If you’re in the U.S., you can dial or text 988 for the Suicide & Crisis Lifeline. If you may be in immediate danger, call 911 or go to the nearest emergency room. If you’re outside the U.S., your local health ministry or a World Health Organization page can point to country-specific supports.
What I’m keeping and what I’m letting go
What I keep:
- Specificity — “Walk outside for 10 minutes” beats “get fresh air.”
- Practice — I rehearse steps when I’m calm so they’re ready when I’m not.
- Redundancy — Paper + phone + friend who knows my plan.
What I’m letting go:
- Perfectionism — The plan doesn’t need perfect words; it needs to be findable.
- Shame — Asking for help is the skill. Every time I do it, I build that muscle.
- Going it alone — Crisis is not a test of character. It’s a health moment; I treat it like one.
Quick reference links to save
- 988 Suicide & Crisis Lifeline (US)
- CDC Suicide Prevention
- NIMH Suicide Prevention
- WHO Suicide Prevention
- Suicide Prevention Resource Center
FAQ
1) Do I need to make this plan with a professional?
You can start on your own and refine it with a clinician if you have one. Professionals can help tailor steps, troubleshoot barriers, and coordinate care if risks rise.
2) How often should I update a safety plan?
I review mine after any challenging week and at least every three months. Update contact info, remove steps that you don’t use, and add what reliably helps.
3) What if I don’t want to worry my family?
Choose people who respond in the style you need. It’s okay if your Tier A contacts are friends or peers rather than relatives. You can also practice asking for help in calm times so the first ask isn’t during a crisis.
4) What if I’m supporting someone else?
Ask how they want to be helped in advance. Offer to hold a copy of their plan, store a lockbox key if that’s part of means safety, and agree on words that mean “I need help now.” Keep lifeline numbers handy and know the closest urgent care/ER.
5) How do I handle access to medications or other risky items?

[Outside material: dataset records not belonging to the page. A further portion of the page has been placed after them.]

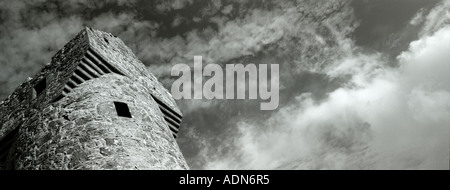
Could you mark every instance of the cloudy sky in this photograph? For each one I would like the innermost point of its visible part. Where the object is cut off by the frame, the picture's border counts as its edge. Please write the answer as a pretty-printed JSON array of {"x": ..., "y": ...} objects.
[{"x": 364, "y": 84}]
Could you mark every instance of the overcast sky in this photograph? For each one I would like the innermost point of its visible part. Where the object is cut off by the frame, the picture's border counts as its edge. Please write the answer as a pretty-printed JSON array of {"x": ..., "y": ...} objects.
[{"x": 363, "y": 84}]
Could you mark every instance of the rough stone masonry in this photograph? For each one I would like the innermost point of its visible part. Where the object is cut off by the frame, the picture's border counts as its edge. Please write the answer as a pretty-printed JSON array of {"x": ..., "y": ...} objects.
[{"x": 95, "y": 106}]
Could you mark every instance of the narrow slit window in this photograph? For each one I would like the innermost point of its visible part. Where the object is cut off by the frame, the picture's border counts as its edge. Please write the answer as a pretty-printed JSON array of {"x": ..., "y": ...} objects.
[
  {"x": 122, "y": 109},
  {"x": 40, "y": 86}
]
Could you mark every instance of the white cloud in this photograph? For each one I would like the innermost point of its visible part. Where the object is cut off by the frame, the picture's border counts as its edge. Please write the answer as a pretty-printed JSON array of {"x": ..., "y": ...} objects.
[{"x": 384, "y": 118}]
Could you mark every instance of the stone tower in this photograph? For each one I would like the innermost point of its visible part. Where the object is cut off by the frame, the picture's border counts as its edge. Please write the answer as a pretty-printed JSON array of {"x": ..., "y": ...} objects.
[{"x": 95, "y": 106}]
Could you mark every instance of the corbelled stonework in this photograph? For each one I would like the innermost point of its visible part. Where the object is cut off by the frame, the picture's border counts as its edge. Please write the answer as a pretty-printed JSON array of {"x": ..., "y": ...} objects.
[{"x": 95, "y": 106}]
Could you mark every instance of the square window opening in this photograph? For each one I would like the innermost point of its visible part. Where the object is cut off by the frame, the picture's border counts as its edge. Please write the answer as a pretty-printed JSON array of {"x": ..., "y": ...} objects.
[
  {"x": 40, "y": 86},
  {"x": 122, "y": 109}
]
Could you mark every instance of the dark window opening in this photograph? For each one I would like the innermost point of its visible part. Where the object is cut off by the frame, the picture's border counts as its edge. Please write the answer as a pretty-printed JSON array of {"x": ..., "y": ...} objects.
[
  {"x": 40, "y": 86},
  {"x": 5, "y": 147},
  {"x": 122, "y": 109},
  {"x": 82, "y": 75}
]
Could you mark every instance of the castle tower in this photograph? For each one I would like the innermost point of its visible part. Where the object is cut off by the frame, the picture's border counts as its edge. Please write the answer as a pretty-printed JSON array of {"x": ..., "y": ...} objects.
[{"x": 95, "y": 106}]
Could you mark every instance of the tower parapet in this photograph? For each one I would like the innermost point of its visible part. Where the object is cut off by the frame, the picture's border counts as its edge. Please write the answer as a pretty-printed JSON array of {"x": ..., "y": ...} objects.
[{"x": 95, "y": 106}]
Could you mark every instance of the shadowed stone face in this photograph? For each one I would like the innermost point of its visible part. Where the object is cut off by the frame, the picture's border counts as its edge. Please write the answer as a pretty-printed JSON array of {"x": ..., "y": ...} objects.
[{"x": 89, "y": 117}]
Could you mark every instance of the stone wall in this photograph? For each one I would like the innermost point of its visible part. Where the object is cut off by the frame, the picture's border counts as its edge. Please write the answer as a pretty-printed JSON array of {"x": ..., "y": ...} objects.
[{"x": 84, "y": 129}]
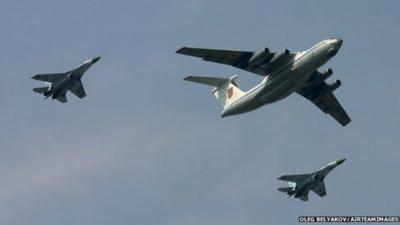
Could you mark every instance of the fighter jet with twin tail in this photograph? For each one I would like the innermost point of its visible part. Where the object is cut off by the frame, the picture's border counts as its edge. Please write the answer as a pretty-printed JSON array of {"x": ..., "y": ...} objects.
[
  {"x": 59, "y": 83},
  {"x": 301, "y": 184},
  {"x": 283, "y": 73}
]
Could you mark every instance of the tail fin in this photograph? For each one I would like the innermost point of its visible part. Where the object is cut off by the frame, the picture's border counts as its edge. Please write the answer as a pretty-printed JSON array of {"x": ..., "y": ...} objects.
[
  {"x": 225, "y": 89},
  {"x": 41, "y": 90}
]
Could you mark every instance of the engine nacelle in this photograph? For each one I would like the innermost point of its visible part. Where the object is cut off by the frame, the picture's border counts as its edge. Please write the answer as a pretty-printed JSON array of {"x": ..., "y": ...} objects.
[
  {"x": 259, "y": 57},
  {"x": 323, "y": 76},
  {"x": 333, "y": 86}
]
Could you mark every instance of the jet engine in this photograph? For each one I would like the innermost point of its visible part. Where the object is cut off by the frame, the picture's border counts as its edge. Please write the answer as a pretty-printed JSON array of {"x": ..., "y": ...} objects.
[
  {"x": 259, "y": 57},
  {"x": 323, "y": 76},
  {"x": 333, "y": 86},
  {"x": 279, "y": 58}
]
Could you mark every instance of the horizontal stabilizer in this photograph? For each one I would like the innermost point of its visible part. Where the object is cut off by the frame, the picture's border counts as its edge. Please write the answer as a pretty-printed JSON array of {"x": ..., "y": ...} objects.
[
  {"x": 212, "y": 81},
  {"x": 41, "y": 89}
]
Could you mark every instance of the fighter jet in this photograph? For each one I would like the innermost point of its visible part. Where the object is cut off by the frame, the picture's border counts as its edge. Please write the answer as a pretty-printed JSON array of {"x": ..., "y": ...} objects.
[
  {"x": 59, "y": 83},
  {"x": 300, "y": 185},
  {"x": 284, "y": 73}
]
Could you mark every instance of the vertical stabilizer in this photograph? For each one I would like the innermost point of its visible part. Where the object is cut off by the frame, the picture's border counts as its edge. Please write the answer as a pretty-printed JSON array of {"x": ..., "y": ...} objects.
[{"x": 225, "y": 89}]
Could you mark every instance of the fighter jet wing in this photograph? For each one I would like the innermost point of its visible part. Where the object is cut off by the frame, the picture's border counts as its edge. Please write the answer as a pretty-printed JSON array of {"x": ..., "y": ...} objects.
[
  {"x": 52, "y": 78},
  {"x": 326, "y": 101},
  {"x": 78, "y": 89},
  {"x": 320, "y": 189},
  {"x": 62, "y": 98},
  {"x": 229, "y": 57},
  {"x": 294, "y": 178}
]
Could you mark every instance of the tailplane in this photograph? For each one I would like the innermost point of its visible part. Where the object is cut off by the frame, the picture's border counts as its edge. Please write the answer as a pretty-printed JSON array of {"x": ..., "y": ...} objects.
[{"x": 225, "y": 89}]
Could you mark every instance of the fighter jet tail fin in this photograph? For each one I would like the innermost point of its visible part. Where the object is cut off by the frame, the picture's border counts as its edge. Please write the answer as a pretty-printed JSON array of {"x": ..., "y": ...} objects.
[
  {"x": 41, "y": 90},
  {"x": 225, "y": 89}
]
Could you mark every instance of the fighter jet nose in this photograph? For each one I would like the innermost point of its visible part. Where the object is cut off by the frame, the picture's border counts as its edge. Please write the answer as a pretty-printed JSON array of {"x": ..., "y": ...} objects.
[
  {"x": 95, "y": 59},
  {"x": 340, "y": 161},
  {"x": 339, "y": 42}
]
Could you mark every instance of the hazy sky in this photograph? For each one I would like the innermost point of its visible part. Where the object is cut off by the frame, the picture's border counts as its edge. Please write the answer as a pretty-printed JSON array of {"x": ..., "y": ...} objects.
[{"x": 146, "y": 148}]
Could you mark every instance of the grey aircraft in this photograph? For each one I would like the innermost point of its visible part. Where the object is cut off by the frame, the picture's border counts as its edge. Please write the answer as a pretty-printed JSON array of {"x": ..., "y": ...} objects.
[
  {"x": 301, "y": 184},
  {"x": 59, "y": 83},
  {"x": 283, "y": 73}
]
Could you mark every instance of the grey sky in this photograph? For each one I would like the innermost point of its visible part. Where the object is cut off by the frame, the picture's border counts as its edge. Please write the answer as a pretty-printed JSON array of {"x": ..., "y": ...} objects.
[{"x": 145, "y": 147}]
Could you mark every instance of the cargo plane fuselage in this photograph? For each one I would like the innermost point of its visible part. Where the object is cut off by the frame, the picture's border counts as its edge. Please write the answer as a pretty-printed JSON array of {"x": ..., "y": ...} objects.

Use the least complicated safe option that actually works in your life: locked storage, smaller fills, or temporarily transferring items to a trusted person. If you’re unsure, talk with a clinician about practical ways to reduce risk while keeping your routine workable.
Sources & References
- 988 Suicide & Crisis Lifeline
- CDC Suicide Prevention
- NIMH Suicide Prevention
- WHO Suicide Prevention
- Suicide Prevention Resource Center
This blog is a personal journal and for general information only. It is not a substitute for professional medical advice, diagnosis, or treatment, and it does not create a doctor–patient relationship. Always seek the advice of a licensed clinician for questions about your health. If you may be experiencing an emergency, call your local emergency number immediately (e.g., 911 [US], 119).